2020 verilerine göre dünya çay üretiminde, 2.2 milyon ton ile Çin birinci, 1.2 milyon ton ile Hindistan ikinci, 475 bin ton ile Kenya üçüncü, 329 bin ton ile Sri Lanka dördüncü, 260 bin ton ile Türkiye beşinci sırada yer alıyor. Üretim böyleyken tüketim daha farklı. Dünya Çay Komitesi’nin raporuna göre, dünyada yılda kişi başı en çok çay tüketen ülkeler listesinde 5 kilogram ile Türkiye ilk sırada. Salgın sürecinde bu tüketim Çaykur verilerine göre iki katına çıktı. Pandeminin ilk 3 ayında ortalama 20 bin ton civarında olan satışlar 40 bin tona ulaştı.
2018 verilerine göre Kişi başı çay tüketiminde Türkiye’yi 2,44 kilogram ile Afganistan, 2,19 kilogramla Libya, 1,8 kilogram Katar ve 1,7 kilogram ile İngiltere izliyor. Ülkelere göre çay demleme alışkanlıkları da değişiklik gösteriyor.

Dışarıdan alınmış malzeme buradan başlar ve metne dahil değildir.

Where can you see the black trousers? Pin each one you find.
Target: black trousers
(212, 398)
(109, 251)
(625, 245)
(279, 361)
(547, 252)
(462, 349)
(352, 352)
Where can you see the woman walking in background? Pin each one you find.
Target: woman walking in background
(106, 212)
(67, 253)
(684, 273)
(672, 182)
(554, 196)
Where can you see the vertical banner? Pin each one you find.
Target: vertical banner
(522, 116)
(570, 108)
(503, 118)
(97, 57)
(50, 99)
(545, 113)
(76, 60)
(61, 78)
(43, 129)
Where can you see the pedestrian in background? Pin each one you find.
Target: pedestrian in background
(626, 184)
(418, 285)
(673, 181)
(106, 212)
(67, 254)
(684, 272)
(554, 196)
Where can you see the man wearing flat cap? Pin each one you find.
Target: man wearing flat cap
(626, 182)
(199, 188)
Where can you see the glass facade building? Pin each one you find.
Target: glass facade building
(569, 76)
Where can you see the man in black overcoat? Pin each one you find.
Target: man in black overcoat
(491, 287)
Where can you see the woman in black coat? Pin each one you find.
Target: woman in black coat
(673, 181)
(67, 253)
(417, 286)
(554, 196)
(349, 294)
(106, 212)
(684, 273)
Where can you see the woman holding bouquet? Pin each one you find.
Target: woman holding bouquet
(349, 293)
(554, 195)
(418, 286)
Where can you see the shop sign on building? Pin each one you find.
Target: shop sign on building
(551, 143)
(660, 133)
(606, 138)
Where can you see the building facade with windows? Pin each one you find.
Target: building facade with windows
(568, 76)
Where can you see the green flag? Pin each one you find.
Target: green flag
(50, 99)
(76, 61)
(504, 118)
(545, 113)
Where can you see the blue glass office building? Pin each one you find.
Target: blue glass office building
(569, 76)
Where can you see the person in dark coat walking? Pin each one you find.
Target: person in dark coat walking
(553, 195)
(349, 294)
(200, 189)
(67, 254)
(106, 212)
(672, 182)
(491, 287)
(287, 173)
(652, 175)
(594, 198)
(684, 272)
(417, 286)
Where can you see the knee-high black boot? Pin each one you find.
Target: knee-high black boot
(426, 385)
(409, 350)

Türkiye’de çay çaydanlıkta demlenerek tüketiliyor ince belli bardaklarda içme merakı çayı demlemeye yöneltiyor.
Amerikalılar çayı İngilizler kadar sevmiyor ayrıca onlar çay yaparken Türkiye’de olduğu gibi çaydanlık tercih ediyor. İngilizler daha çok ısıtıcı kullanıyor. Sadece su kaynatırken makineyi fazla doldurdukları için her sene 68 milyon poundu (yaklaşık 714 milyon TL) boşa harcıyorlar. İngiliz evlerinin dörtte üçünde durum bu.
Su ısıtıcılarının zararı
Keyif çayı içmek İngiliz kültürünün bir parçası. Fakat su ısıtma makinelerini haftada 24 kez gereğinden fazla doldurmak elektrik ve para israfına sebep olurken önleyebilecekleri bir karbon salınımına da yol açıyor. Gereğinden fazla su kaynatmak, içilen çayın karbon ayak izine kolayca 20 gram daha ekliyor.
Neyse ki Türkiye’de daha çok demleme kültürü hakim ancak değişen günlük yaşam su ısıtıcılarının kullanımını da arttırdı. Üstelik ısıtıcılar sadece çay için de değil mutfaktaki sıcak su ihtiyaçları için de kullanılıyor. Karbon ayak izini azaltmak için yapılacak şey basit su kaynatma aletlerinde ihtiyaç olan kadar su ısıtmak hatta ısıtıcı hiç kullanmayıp demlik ya da çaydanlıkla çayı tğketmek. Cihazı temiz tutmak da etkili yöntemlerden biri, çünkü zamanla biriken kireç suyun kaynaması için daha fazla enerji gerektirmeye başlıyor.
Sadece çay tüketim alışkanlıklarını değiştirmek de değil; basit ve küçük tedbirlerle sizin için küçük gezegen için büyük adımlar atabilirsiniz. Örneğin kablosuz interneti geceleri kapatarak arılara, antibakteriyel sıvı sabunların kullanımına son vererek martılara ve balıklara yaşama şansı verilebilir. Ayrıca marketten ürünleri paketsiz alıp işlem görmemiş ürünler tercih edilebilir, meyve sebze kabukları ve çekirdekleri gübre yapılabilir.
Milyonlarca insan on yıllardır şişelenmiş su endüstrisinin anlattığı masallardan uyanıp kendine geliyor. Uzun süredir çeşmelerden akan suya göre 500 kat daha pahalıya satılan şişelenmiş suyun çok daha üstün olduğu anlatıldı. Bu, yirminci yüzyılın en büyük sahtekârlığı. Ayrıca günümüzdeki korkunç çevre felaketlerinden birinin başrol oyuncusudur. Çeşme suyunun gerçekten iyi olmadığı yerlerde yaşayanlar için su filtreleri kullanılabilir.